第22章 それぞれの学園祭
ひとまず阿国の教室へ向かう。誰の視界にも入らないように…と思ったがここはお化け屋敷。脅かし役の子以外には会わない。
阿国は裏方で衣装制作係だったらしく、クラスの控え室で一人ぽつんと座っていた。
「霞守!!」
「うわっ!」
その教室の扉を愈史郎さんが躊躇いもなく開けた。阿国は叫び声をあげて振り返った。
「やっ、山本くん!?それと…誰?」
阿国が首を傾げるので帽子を取った。入れ込んでいた髪が静かに落ちる。
「え!?!?」
「?知り合いだったのか」
「……うん」
話していると時間がかかるのでそこは黙っておいた。阿国も話す気配がなかったのでホッとする。
「え?え?何で二人が一緒にいるの?」
「昔からの知り合いなんだ。

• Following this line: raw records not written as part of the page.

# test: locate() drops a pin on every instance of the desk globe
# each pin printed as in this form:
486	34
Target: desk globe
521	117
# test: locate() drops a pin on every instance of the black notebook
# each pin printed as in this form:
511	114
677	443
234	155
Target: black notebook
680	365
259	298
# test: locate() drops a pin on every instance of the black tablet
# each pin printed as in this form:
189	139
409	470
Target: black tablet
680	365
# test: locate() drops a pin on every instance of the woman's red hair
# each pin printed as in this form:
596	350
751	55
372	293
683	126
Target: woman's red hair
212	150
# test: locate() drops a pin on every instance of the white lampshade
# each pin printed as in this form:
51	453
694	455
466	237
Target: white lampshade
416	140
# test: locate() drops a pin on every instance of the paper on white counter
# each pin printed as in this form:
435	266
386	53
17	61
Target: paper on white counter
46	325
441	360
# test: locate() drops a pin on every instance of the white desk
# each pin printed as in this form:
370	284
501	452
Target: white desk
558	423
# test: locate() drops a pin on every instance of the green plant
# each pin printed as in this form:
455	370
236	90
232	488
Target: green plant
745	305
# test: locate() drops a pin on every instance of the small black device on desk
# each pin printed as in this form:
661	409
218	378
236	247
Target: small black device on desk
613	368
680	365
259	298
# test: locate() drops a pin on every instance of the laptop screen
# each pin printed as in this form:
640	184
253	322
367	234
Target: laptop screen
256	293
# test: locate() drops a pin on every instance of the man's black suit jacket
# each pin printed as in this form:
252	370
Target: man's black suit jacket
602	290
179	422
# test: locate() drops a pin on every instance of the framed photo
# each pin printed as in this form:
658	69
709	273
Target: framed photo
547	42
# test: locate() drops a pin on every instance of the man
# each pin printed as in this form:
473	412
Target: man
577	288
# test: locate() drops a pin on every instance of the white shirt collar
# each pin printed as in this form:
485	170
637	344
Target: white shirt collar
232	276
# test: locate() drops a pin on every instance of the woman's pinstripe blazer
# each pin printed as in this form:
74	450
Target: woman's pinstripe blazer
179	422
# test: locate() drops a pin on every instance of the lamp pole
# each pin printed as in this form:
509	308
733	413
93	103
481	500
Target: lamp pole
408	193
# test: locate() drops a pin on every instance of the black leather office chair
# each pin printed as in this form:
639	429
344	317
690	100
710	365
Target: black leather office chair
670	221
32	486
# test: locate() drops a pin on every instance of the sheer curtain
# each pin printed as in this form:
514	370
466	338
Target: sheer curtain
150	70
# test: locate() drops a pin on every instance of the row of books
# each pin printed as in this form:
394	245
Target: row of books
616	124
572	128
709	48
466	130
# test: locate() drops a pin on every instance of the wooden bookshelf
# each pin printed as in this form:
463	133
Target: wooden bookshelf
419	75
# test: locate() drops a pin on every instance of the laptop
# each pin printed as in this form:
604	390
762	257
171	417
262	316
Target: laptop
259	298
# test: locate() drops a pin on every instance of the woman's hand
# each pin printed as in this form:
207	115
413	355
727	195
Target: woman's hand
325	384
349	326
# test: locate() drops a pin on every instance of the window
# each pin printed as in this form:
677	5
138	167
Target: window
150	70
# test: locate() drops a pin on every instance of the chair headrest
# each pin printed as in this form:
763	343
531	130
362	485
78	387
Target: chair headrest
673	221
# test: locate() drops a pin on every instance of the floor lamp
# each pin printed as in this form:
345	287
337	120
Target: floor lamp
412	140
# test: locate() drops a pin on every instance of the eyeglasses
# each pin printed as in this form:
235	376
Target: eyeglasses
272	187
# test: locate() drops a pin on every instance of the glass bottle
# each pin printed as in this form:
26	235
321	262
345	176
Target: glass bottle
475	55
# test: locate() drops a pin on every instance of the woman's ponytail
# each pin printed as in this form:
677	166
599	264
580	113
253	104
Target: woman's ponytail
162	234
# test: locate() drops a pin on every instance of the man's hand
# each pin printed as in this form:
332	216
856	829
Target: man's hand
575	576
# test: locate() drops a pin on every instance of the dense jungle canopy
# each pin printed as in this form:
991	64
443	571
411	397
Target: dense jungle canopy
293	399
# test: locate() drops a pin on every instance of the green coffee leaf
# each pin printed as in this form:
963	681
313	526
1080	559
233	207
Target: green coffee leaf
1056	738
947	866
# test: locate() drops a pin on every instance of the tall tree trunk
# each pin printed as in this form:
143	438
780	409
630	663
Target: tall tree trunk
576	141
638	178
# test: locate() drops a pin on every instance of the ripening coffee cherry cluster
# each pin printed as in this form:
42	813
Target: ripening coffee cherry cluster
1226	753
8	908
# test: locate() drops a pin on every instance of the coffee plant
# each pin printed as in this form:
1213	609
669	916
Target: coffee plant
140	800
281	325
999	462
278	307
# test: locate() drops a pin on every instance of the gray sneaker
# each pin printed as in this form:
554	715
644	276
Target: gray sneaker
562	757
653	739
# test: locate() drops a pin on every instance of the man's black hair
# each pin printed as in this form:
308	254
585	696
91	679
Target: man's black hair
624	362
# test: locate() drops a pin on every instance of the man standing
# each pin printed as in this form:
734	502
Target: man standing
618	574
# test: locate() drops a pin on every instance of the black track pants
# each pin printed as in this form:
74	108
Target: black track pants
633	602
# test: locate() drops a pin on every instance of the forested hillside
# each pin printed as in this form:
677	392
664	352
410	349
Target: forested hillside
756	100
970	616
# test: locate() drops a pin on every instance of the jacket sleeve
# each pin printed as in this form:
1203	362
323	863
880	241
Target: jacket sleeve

」
いや君いま十数年しか生きてないのに何が昔よ。
「霞守、最近何かあったか。」
「何か…って?」
「変わったこととか。」
阿国は首を傾げた。
「お前学校に来てないだろ。何かあったりしてないか。」
不登校気味とは言っていたけど、そんな子にこの言い方はまずいのではないか。私も中学校の時学校に行けなくなったから気持ちはわかる。
「な、何もないよ…。学校に行けないのは…その、具合が悪くって…。」
「本当か?神社に変な奴がいるとかないか?」
「へえ?神社?あ、そっち?」
自分の心配をされていると思っていたのに急に神社の話になり、阿国は驚いていた。
……愈史郎さん、話下手くそか!!!
「神社のことはパパ…じゃなくて、お父さんしかわかんないと思う。あー…でも、兄さんならわかるのかな。」
「そうか。お前は特に何も感じないんだな?」
「うん。」
愈史郎さんはそこで私に視線を投げた。
「ありがとう、阿国。急にごめんね?」
「いいけど…どうしてあなた山本くんと一緒にいるの?しかも変なことばっかり聞いてくるし。神社に何かあったの?」
「ただの知り合いよ。昔からのね。愈史郎さんは阿国が心配なだけよ。」
「…そんなに話したこともないんだけど。」
阿国は疑わしそうに目を細めた。これ以上何か言われたら困るので、私たちは適当に誤魔化して教室から出た。